Dalam perdagangan internasional, banyak organisasi perdagangan internasional yang pada mulanya ingin membantu perekonomian negara berkembang, namun pada tiga puluh tahun terakhir, terjadi konflik kepentingan ekonomi antar negara berkembang dan maju dimana telah terpusat pada masalah perdagangan antar negara dipicu oleh pandangan yang berbeda. Negara berkembang mengambil kebijakan yang menghambat masuknya barang dan jasa dari pelaku usaha asing, terutama dari negara maju. Negara maju pun menginginkan agar tidak ada hambatan. Tidak adanya hambatan disebut perdagangan bebas yang berarti tidak adanya diskriminasi dari mana barang dan jasa berasal.
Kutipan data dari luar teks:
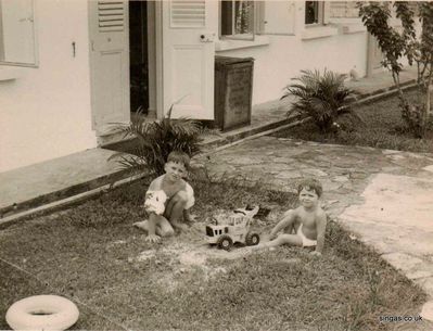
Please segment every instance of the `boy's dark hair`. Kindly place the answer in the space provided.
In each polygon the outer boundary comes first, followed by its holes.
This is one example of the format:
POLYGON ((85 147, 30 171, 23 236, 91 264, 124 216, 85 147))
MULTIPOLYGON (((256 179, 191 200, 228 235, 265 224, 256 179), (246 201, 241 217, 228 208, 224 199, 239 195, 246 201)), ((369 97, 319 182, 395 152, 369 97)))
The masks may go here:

PENDAPAT: Saya setuju dengan pendapat pidato Prof. Hikmahanto Juwana tersebut karena kepentingan ekonomi negara maju lebih dominan dan mewarnai wajah hukum internasional. Perjanjian internasional yang ada lebih banyak mengakomodir kepentingan negara maju.
2

Bahkan para pelaku usaha negara maju banyak mendapat perlindungan dari perjanjian internasional yang dinegosiasikan antara negara maju dan negara berkembang. Bagi negara berkembang dalam mengimplementasikan tentang perjanjian yang dikeluarkan oleh WTO yang lebih memihak negara maju karena salah satu pencetus WTO adalah negara-negara maju. Meskipun banyak pihak investor menanam modalnya di Indonesia sehingga membuat perekonomian indonesia stabil karena melihat dari menguatnya kurs rupiah. Teori CLS yang digunakan oleh negara-negara berkembang sudah cukup mampu membantu negara-negara berkembang untuk mengubah wajah hukum internasional yang dahulu sangat didominasi oleh kekuatan negara-negara maju. Walaupun usaha yang ditempuh belum seratus persen berhasil. Namun, negara-negara berkembang juga harus mempertimbangkan dengan seksama kebijakan yang akan mereka ambil terutama yang menyangkut negara maju. Karena tidak semua hal yang berhubungan dengan negara maju buruk adanya. Seperti yang dapat kita lihat dalam kasus mengenai MNC diatas, pada kenyataannya negara berkembang masih membutuhkan MNC terutama dalam menghadapi krisis ekonomi yang melanda negara berkembang. Namun tentunya negara berkembang juga tidak boleh tunduk dan menerima saja apapun kebijakan yang dibuat oleh negara-negara maju, terutama yang dapat merugikan kepentingan nasional dari negara-negara berkembang. Sudah sepatutnya di era masa kini penggunaan kekuatan yang dominan untuk mengeksploitasi suatu wilayah ditinggalkan Adanya investasi pihak asing tersebut dalam bentuk saham, membuat indonesia terlibat di kancah internasional. Namun goyangnya perekonomian menyebabkan pihak asing menjual sahamnya, hal ini menyebabkan lemahnya mata uang Indonesia di mata dunia. Dilain hal, SDA di Indonesia juga dikuasai oleh investor. Sehingga perekonomian indonesia tidak tertolong karena Indonesia hanya dapat memiliki sedikit hasil dari SDA. Indonesia membutuhkan negosiator yang handal sehingga negara kita tidak lagi mengalami perjanjian yang merugikan pihak Indonesia.